Just click any of the photos to see a larger version.

Other photos followed showing where the bag had been found, tucked under a large rock at the side of the stream, which is perhaps 10-12 feet below.

One was taken from above, showing the top of the rock in the center of the photo, and the dry stream bed below, in the background.

He had my attention. How long had these things been sitting in a plastic Safeway bag hidden under a boulder less than 200 years from where we lived for 28 years?

Our house had been burglarized three times during the years we lived in Kaaawa. First time was in November 2002. Number two was in January 2009. And the third and final time was in March 2014. It wasn’t possible to tell from those initial photos which burglary they dated back to.

One clue: How long would it take a pair of heavy metal nail clippers to turn into a rusted relic? That’s how long this stuff had been waiting to be found.

And what amazing luck that when the swag was found years later, the bag contained some items tying them to us, and was found by someone who remembered us and tracked us down.
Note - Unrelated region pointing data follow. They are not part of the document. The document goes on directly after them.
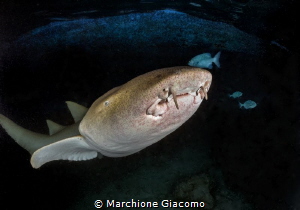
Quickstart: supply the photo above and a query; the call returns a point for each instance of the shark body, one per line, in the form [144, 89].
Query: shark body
[123, 121]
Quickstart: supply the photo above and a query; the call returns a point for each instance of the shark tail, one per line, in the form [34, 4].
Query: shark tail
[27, 139]
[216, 59]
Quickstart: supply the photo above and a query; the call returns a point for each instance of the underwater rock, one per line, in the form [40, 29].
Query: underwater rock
[196, 189]
[138, 32]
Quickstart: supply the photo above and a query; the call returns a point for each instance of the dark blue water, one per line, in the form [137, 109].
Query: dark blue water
[231, 158]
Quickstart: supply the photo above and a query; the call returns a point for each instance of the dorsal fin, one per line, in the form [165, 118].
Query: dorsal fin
[54, 127]
[77, 111]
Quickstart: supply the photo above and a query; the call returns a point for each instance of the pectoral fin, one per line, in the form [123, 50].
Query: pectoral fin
[74, 148]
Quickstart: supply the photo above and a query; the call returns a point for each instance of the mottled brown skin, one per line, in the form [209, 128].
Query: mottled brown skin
[143, 111]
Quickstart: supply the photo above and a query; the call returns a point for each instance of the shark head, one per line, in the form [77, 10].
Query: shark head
[123, 121]
[144, 110]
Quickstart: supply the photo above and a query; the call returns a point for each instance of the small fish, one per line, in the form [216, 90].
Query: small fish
[236, 94]
[248, 104]
[195, 4]
[205, 60]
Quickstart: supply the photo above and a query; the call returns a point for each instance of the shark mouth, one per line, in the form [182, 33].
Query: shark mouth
[161, 105]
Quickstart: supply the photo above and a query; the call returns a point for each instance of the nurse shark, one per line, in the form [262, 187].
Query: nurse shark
[123, 121]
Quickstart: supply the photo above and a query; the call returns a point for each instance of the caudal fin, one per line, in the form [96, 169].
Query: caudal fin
[27, 139]
[216, 59]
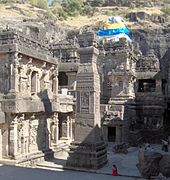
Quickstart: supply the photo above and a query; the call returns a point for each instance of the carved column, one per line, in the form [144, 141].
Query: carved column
[14, 137]
[88, 150]
[55, 81]
[56, 122]
[14, 76]
[57, 130]
[68, 127]
[71, 128]
[0, 143]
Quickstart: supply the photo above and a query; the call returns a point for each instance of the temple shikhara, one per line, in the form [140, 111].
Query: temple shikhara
[80, 92]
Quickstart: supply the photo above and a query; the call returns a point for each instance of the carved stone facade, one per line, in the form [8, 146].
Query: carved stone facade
[31, 106]
[64, 92]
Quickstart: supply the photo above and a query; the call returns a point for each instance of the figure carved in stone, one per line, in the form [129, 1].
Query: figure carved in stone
[84, 98]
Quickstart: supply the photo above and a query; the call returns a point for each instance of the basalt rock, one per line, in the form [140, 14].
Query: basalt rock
[165, 165]
[149, 163]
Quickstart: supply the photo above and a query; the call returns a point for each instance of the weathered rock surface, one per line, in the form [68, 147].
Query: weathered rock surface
[165, 165]
[149, 163]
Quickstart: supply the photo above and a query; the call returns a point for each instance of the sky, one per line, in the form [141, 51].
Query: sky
[50, 1]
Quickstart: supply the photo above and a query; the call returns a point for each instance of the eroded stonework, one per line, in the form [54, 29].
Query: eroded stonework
[55, 92]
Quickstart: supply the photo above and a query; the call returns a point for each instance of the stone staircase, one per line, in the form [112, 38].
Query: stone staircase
[61, 149]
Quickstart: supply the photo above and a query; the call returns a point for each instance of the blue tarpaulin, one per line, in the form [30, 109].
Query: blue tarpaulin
[110, 32]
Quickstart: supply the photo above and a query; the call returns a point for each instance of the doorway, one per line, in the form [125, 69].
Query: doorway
[111, 134]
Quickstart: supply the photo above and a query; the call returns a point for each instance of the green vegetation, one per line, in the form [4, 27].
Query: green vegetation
[43, 4]
[166, 1]
[166, 11]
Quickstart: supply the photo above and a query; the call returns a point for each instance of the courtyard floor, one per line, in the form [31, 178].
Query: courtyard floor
[56, 169]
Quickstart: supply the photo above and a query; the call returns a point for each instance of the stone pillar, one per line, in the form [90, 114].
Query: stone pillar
[88, 149]
[0, 143]
[14, 76]
[68, 127]
[118, 134]
[56, 120]
[55, 81]
[14, 137]
[158, 85]
[71, 129]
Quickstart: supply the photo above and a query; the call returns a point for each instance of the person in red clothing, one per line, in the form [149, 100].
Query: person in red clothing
[114, 170]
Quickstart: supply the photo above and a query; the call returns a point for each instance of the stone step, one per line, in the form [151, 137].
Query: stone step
[61, 148]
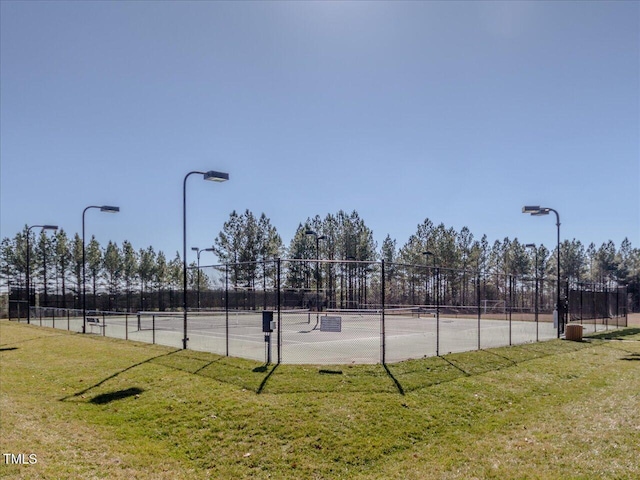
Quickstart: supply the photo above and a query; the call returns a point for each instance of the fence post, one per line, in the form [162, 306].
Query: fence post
[478, 301]
[226, 308]
[278, 301]
[437, 311]
[382, 326]
[510, 305]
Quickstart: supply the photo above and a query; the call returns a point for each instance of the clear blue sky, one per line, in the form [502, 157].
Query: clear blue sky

At this point, he offered to put all the found items in a box and mail it to us. And he did.

• Coming soon
Kaaawa Lost and Found, Part 2: The Burglaries
Kaaawa Lost and Found, Part 3: The Unboxing

Throwback Thursday: Another Pritchett caricature

I commissioned John to do a caricature as a surprise gift for Meda on the occasion of our 30th anniversary.
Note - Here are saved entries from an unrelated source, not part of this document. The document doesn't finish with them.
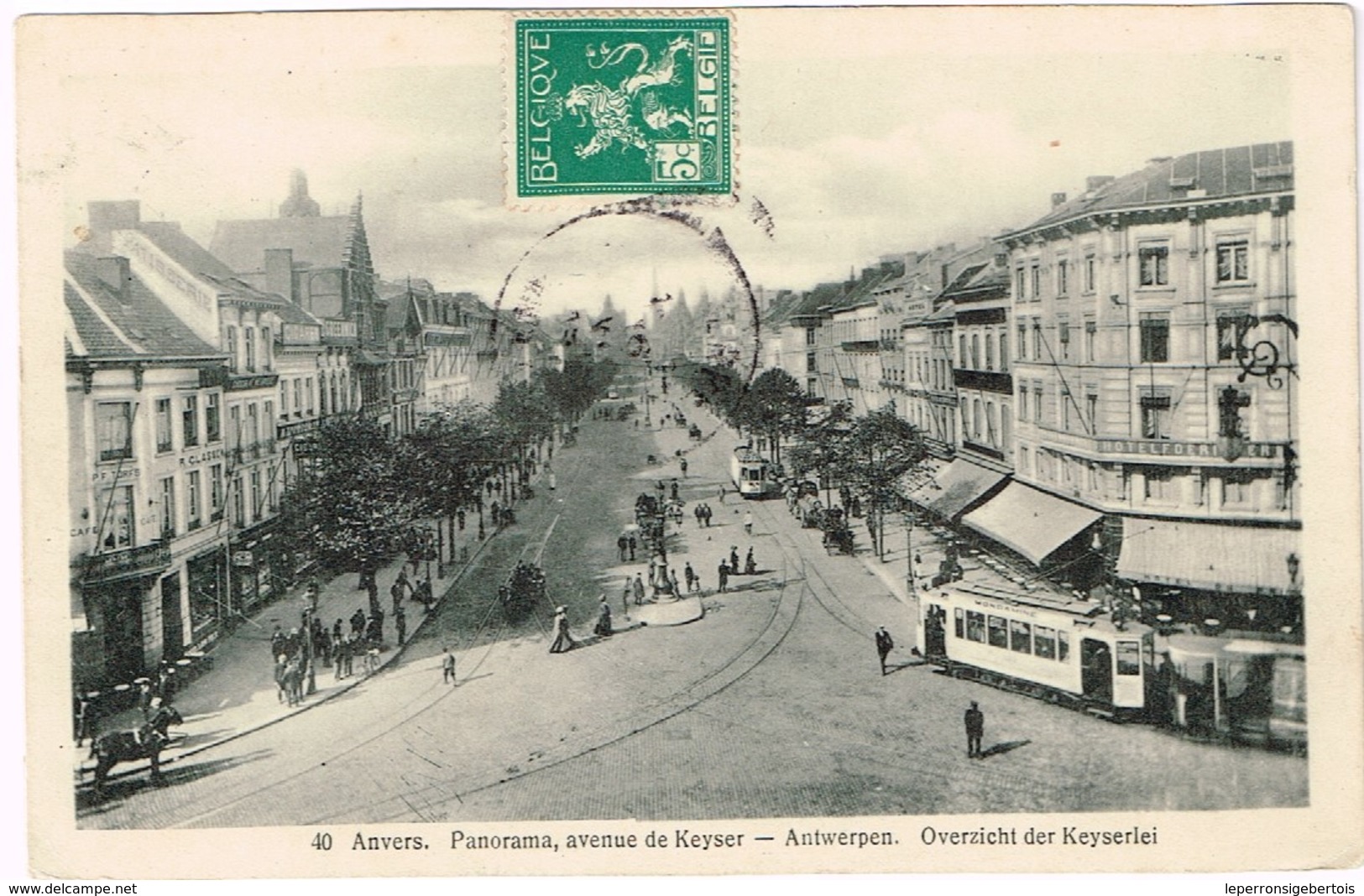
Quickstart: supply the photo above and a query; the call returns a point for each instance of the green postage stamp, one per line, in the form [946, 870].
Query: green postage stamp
[622, 105]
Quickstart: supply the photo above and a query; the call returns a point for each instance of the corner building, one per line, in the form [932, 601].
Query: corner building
[1156, 379]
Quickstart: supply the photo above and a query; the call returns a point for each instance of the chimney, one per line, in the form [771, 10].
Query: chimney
[279, 273]
[123, 215]
[116, 274]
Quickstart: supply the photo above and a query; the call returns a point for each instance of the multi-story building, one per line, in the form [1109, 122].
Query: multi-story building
[1156, 372]
[148, 473]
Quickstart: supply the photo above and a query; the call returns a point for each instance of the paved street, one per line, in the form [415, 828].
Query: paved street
[768, 706]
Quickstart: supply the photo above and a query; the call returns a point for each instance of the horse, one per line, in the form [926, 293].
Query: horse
[141, 743]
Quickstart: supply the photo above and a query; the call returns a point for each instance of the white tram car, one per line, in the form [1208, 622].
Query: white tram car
[1045, 647]
[753, 475]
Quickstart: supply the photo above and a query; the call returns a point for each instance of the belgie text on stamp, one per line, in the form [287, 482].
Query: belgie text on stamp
[622, 105]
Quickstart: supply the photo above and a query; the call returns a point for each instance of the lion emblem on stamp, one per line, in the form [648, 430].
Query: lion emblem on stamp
[632, 105]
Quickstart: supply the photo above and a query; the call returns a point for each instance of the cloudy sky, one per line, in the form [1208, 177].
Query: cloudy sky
[862, 133]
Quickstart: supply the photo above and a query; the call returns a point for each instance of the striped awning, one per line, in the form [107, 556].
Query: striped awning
[1211, 555]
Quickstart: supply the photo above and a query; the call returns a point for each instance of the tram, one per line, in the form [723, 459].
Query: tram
[1064, 651]
[753, 475]
[1052, 648]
He did a great job on it and caught the spirit, including the various cats, my regular New Balance shoes, Meda’s jeans, etc.

Earlier, we asked John to do a drawing of our house in Kaaawa. I’ll find a version of it one of these days.

Anyway, here’s John Pritchett’s version of Meda and I on our 30th.

To our mothers, and yours!

For Mother’s Day, here are portraits of our mothers in their graduation photos.

My mother, Helen Yonge Lind. This is probably take for her graduation from the University of Hawaii in the class of 1935.

c.1935

And Meda’s mother, Margaret Renton Chesney, photo taken about 1943 when she graduated from Goucher College.

c.1943

We have plenty of Mothers Day memories to look back on today.